There is a common misconception that most people who are trafficked are thrown into a white van by a stranger and are never seen again. This couldn’t be farther from the truth. People who are trafficked often know, in some capacity, the person who takes them.
Traffickers connect with victims through social media and may promise them work and financial security. They groom the victims to trust them until they are able to convince them to meet with them. Oftentimes traffickers buy gifts for those that they are grooming in order to gain their trust. When the trafficker has successfully connected with the victims, they then pull them into their world slowly so that they are able to find something they can use to exploit or coerce them. Once the trafficker has found an angle to use against them, they use it as blackmail so that the victim goes with them willingly and obeys what they are told to do. The victim is usually never seen again. Traffickers use many coercive methods to keep control of their victims once they are in their possession. Some of these tactics include threats of violence to the individual or their family, false promises of financial security or withholding necessary documentation. Victims are often marked with a tattoo to indicate that they are “property” of the trafficker.

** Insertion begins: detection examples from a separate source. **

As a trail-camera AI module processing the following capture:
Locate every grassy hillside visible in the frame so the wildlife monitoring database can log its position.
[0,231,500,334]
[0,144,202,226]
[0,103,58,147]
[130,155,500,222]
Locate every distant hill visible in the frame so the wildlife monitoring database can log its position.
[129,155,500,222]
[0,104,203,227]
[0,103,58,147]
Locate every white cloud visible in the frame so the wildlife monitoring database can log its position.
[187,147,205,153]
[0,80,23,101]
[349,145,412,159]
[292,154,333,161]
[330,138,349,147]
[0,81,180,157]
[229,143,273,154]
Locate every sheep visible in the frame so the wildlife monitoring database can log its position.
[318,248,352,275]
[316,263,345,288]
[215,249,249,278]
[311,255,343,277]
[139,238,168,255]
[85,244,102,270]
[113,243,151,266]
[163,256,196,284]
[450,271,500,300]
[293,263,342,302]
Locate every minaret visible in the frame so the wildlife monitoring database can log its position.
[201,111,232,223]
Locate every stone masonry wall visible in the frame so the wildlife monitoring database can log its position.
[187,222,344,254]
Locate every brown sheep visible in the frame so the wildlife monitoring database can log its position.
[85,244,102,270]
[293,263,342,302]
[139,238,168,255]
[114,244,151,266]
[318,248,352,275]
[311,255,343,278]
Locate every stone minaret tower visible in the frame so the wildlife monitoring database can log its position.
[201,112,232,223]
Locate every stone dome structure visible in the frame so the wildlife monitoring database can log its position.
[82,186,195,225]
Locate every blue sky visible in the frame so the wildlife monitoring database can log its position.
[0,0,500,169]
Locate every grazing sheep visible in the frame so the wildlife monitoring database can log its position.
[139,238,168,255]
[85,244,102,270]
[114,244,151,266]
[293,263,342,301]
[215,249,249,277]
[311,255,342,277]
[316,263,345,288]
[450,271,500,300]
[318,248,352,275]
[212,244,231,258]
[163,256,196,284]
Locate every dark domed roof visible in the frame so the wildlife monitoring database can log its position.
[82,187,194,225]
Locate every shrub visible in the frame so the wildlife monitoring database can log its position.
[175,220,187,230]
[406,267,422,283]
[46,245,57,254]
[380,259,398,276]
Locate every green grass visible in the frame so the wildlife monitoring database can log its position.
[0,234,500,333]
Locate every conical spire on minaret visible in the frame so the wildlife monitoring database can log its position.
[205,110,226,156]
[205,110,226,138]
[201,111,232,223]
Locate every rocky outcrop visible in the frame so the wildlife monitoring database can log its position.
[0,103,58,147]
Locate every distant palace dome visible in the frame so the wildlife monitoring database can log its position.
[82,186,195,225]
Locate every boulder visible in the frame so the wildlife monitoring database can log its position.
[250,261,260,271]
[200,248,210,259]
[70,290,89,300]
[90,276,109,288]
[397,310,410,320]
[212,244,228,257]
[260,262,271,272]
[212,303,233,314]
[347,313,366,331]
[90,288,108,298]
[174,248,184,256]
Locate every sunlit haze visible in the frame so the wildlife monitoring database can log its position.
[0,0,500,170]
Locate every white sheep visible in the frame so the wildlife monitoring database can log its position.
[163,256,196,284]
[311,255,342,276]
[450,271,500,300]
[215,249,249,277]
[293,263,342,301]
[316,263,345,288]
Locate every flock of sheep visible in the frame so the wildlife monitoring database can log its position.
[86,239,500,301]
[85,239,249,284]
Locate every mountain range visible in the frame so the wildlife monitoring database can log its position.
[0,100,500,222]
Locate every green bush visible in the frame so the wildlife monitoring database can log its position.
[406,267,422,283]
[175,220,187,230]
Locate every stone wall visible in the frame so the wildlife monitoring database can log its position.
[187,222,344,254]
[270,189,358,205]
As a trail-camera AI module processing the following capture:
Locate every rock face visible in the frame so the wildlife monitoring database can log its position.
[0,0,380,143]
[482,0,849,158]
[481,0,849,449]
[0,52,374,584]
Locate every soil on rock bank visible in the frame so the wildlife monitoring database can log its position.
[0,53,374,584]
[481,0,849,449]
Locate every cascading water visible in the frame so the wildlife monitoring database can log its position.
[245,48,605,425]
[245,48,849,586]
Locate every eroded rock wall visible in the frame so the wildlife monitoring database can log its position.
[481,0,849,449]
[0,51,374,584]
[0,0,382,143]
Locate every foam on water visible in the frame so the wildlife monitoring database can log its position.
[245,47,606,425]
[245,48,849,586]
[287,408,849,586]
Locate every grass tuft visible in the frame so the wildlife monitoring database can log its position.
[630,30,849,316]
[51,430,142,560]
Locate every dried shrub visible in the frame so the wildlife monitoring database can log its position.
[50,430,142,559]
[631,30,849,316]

Human trafficking is modern day slavery, yet for some reason it’s not the headline story on the nightly news. It’s not accurately depicted in many movies. hen it is included, it’s usually just to provide a plot for the action to revolve around. There aren’t people protesting in the streets or starting movements to get the attention of lawmakers. It’s not a trendy issue, so it doesn’t sell. Because it’s not trendy, people don’t feel the need to discuss it. It’s too big and too real of a problem, so it’s easier to avoid it or to let someone else do the work.
Human trafficking has many faces, but it doesn’t matter which aspect you’re talking about as long as people are talking about it. The more something is kept in the dark, the easier it is to continue that action or practice. This is why it is so important to bring this topic to light. The more people that are educated on the dangers of human trafficking and how people fall victim to it the less likely people will be to fall victim to the same trap.
This is not a partisan issue. This is a human rights violation of the greatest kind and should be treated as such.